1860: Founded in 1856, Republicans were the LIBERAL party - anti-slavery, pro-expansion, and for free land and internal improvements. Abolitionists were a small part of their base, mostly in New York and New England. The1850s Democratic presidents, Franklin Pierce (1852-56) and James Buchanan (1856-60) were mediocrities known as "doughfaces" - Northern men with Southern (pro-slavery) sympathies. Their job was to maintain the status quo and allow no new "free" states, as that would dilute the South's 22 U.S. Senate bloc. By 1860 that was impossible. John Fremont ran against Buchanan in 1856, losing 1,836,072-1,342,345, with a Whig getting 873,053 votes. The combined anti-Pierce, anti-doughface Democrat vote was 54.6 percent. Antebellum America was over, as was Buchanan who retired. 1860 was all about sectionalism and factionalism. Abraham Lincoln's (R) stated objective was to NOT expand slavery, NOT abolish it where it existed. Two Democrats ran: Northerner Stephen Douglas and Southerner John Breckinridge, plus old Whig John Bell. The vote was 1,865,908 (39.8 percent) for Lincoln, upping Fremont's vote by over 500,000, and 1,380,202-848,019-590,901 for the rest. The Douglas/Breckinridge vote was 47.6, or 2.2 million, 400,000 more than Buchanan's. Had the South gone for Douglas, the Illinois senator would have won. And since Douglas died in 1861, his vice-president, Herschel Johnson of Georgia, would have taken over. Such is fate.
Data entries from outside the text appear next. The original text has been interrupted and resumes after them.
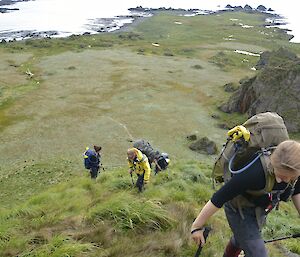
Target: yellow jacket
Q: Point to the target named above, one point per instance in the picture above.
(140, 165)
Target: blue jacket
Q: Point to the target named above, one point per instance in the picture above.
(91, 159)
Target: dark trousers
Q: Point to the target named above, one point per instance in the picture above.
(140, 182)
(246, 231)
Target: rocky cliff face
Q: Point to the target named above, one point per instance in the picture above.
(276, 88)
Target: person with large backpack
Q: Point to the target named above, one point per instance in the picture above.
(260, 167)
(138, 163)
(161, 160)
(92, 160)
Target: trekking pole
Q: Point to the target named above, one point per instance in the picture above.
(282, 238)
(131, 178)
(205, 234)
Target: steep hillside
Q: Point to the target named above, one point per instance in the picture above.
(275, 88)
(162, 80)
(110, 218)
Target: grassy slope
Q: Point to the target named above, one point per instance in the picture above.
(105, 89)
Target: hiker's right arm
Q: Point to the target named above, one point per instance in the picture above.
(208, 210)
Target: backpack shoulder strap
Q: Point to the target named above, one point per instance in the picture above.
(268, 170)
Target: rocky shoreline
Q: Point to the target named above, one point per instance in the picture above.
(122, 23)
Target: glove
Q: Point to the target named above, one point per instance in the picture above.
(239, 132)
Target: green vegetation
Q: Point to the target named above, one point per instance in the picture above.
(159, 80)
(84, 218)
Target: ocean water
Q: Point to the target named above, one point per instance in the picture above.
(78, 16)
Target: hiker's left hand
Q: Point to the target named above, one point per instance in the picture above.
(198, 237)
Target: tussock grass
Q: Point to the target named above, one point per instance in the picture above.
(50, 207)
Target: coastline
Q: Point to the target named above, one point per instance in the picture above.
(137, 15)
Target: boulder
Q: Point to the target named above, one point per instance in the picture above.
(275, 88)
(191, 137)
(205, 146)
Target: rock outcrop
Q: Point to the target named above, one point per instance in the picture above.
(275, 88)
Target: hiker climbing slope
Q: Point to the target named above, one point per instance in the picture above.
(92, 159)
(161, 160)
(138, 163)
(252, 191)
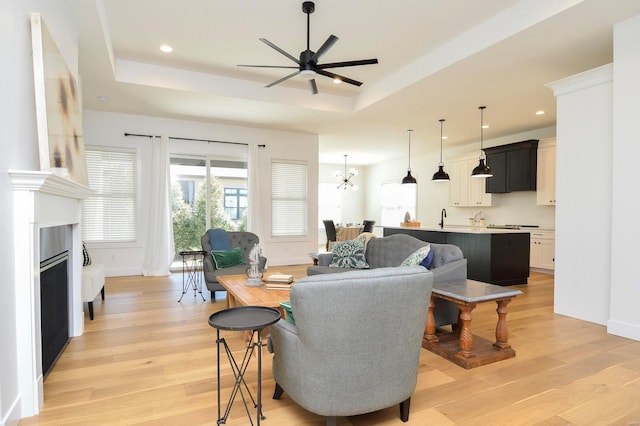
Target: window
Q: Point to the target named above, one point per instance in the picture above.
(396, 200)
(109, 215)
(289, 204)
(235, 202)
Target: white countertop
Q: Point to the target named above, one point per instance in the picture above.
(466, 229)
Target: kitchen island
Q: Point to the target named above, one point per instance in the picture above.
(495, 256)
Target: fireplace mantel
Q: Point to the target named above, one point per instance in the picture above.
(42, 199)
(48, 183)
1824 and 1836: Battle of New Orleans hero Andrew Jackson beat Secretary of Sate John Quincy Adams 151,271-113,122 and 99-84 in electoral votes in 1824, but did not get an electoral majority as two other candidates, Henry Clay and William Crawford got 78 votes. The decision went to the U.S. House, where Clay was speaker. Clay backed Adams, who was chosen. This enraged Jackson and his supporters, who were deemed "ruffians" by effete Easterners (former Federalists). Adams then picked Clay as his secretary of state, sealing what Jackson called a "corrupt bargain." Adams was DOA in 1828, losing to Jackson 642,553-500,987. Turnout exploded from 365,833 to 1,128,018, a threefold increase, with the Jackson vote up by nearly 500,000. Jackson was from The West (Tennessee), which now dominated the new Democratic Party, with the Whigs confined to The East.
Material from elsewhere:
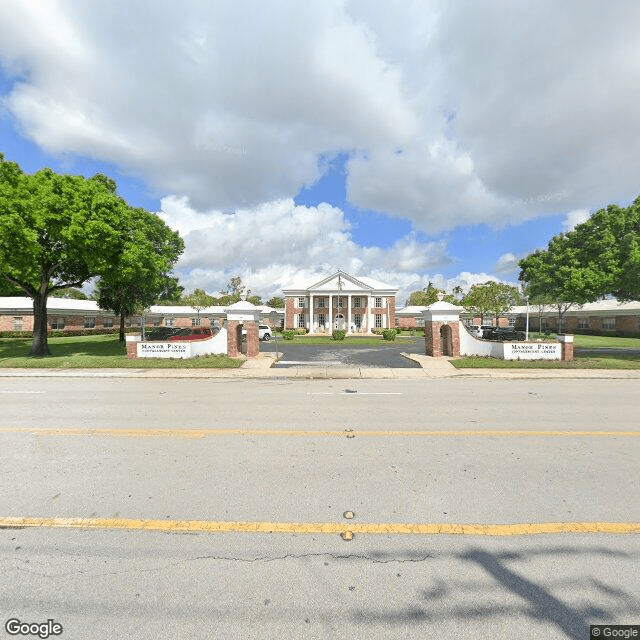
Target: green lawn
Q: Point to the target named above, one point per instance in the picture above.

Jackson invented tight-money, paying off the national debt and vetoing funds for road construction and for creating a national bank. He was a pro-slavery/state's rights/ Manifest Destiny Democrat, had no compunction about seizing Indian land or annexing Texas, but would not let South Carolina "nullify" federal laws. His second vice-president was Martin Van Buren, New York's governor, elected in 1832 and heir apparent for 1836. He beat Indian-fighting general William Henry Harrison (Whig) 764,716-550,816, but the Panic of 1837 soon occurred, made worse by no federal bank to make loans and provide liquidity. He was soon "Martin Van Ruin," a victim of Jackson's tightfistedness. In 1840, with a turnout spike from 1,503,534 to 2,411,808 - almost 900,000 - Harrison came back to beat Van Buren 1,275,390-1,128,854.

1912: William Howard Taft (R) was the only one-term president to lose because of a party ideological split. He won 7,662,258-6,406,801 over Bryan in 1908, succeeding Teddy Roosevelt (R). But Taft governed as a stand-pat conservative, not promulgating his predecessor's policies of trust-busting, workers' rights and product safety. Roosevelt ran as a Progressive in 1912, got 4,119,207 votes to Taft's 3,486,333, thereby electing liberal Woodrow Wilson (D), with 6,293,152, or 41.8 percent. The combined Roosevelt-Taft vote was 50.6 percent, but the combined liberal/progressive vote, adding 900,369 for the Socialist, was 75.2 percent. Republicans were deemed dead. But they rebounded in 1916, losing to Wilson by only 9,126,300-8,546,789. Wilson won only because he "kept us out of war" before Nov. 2016.

Trump faces a similar situation. He must keep Americans out of a medical catastrophe before June 2020. He cannot allow tens of thousands of people to be hospitalized in tents and America's way of life as we now know it to grind to a halt, along with trillions of dollars in vanished wealth. Trump lost against Clinton in the popular vote 65,853,514-62,984,828 in 2016, winning narrowly in Florida, Michigan, Wisconsin and Iowa. He has no margin for error in 2020. He stands on the precipice of being the next Donald Hoover Van Ruin.